The question of the sufficiency of the cross complaint of a defendant to make out a case for contribution against an alleged j oint tort-feasor was considered by this court on appeal from the ruling of the court below sustaining a demurrer in Hobbs v. Goodman, 240 N.C. 192, 81 S.E. 2d 413, as was also done in Evans v. Johnson, supra. In Bass v. Ingold, 232 N.C. 295, 60 S.E. 2d 114, the demurrer of the alleged joint tort-feasor was overruled by the trial court but sustained on appeal. In Read v. Roofing Co., 234 N.C. 273, 66 S.E. 2d 821, the cross com*101plaint of the original defendant against an alleged joint tort-feasor for contribution was challenged by demurrer and on appeal the ruling of the trial court was affirmed. The sufficiency of the cross complaint for contribution among defendants in tort was also considered on appeal in Canestrino v. Powell, 231 N.C. 190, 56 S.E. 2d 566. The sufficiency of the evidence offered in support of a cross action for contribution was considered on demurrer to the evidence in Pascal v. Transit Co., supra. It was there held that the motion of the alleged joint tort-feasor for judgment as of nonsuit on the cross action was properly denied.

The cross action for contribution between defendants charged with tort, permitted by G.S. 1-240, may not be used, however, to interject into the litigation another action not germane to the plaintiff’s action. Montgomery v. Blades, 217 N.C. 654, 9 S.E. 2d 397. It was said in Hobbs v. Goodman, supra: “Defendants are not permitted to litigate in plaintiff’s action differences which are not directly related thereto . . . The purpose of the Act, G.S. 1-240, is to permit a defendant who has been sued in tort to bring into the action, for the purpose of enforcing contribution, a joint tort-feasor whom the plaintiff could have joined as party defendant in the first instance. Wilson v. Massagee, 224 N.C. 705, 32 S.E. 2d 335.”

However, upon consideration of the evidence offered in the case at bar as shown by the record, we reach the conclusion that the ruling of the trial judge in holding this evidence insufficient to make out a case for contribution by Vander Linden should be sustained.

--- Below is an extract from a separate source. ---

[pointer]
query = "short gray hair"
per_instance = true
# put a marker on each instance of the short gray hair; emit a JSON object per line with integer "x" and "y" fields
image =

It appears that defendant Vander Linden’s automobile was parked diagonally near the highway, 24 feet south from the south abutment of the bridge, and that the rear of his automobile (left rear fender) extended out two feet into the paved road which was at that point seventeen feet wide. It was midafternoon on a clear day. No other traffic was moving in the vicinity save the automobile of plaintiff some distance away moving south along the bridge. The hay baler attached to Keller’s jeep was eight feet wide, considerably wider than the jeep. In passing the automobile Keller apparently miscalculated the distance or was oblivious of the extra width of the hay baler. In any event, the hay baler came in contact with the automobile and then struck the side of the bridge abutment. This caused the jeep to be deflected, or “jackknifed,” in front of plaintiff’s automobile.

So that whether the contact of the hay baler with the rear of the Vander Linden automobile should have been foreseen and avoided — fifteen feet of the roadway was unobstructed — -or whether Keller, in meeting plaintiff’s oncoming automobile, negligently drove the jeep so close to the abutment of the bridge that the hay baler was caused to strike it, *102resulting in the collision complained of, we think the evidence is insufficient to show that any negligence on Yander Linden’s part proximately caused or contributed to plaintiff’s injury.

We reach the conclusion that the rulings of the court below should be sustained.

Affirmed.

BahNhill, C. J., took no part in the consideration or decision of this case.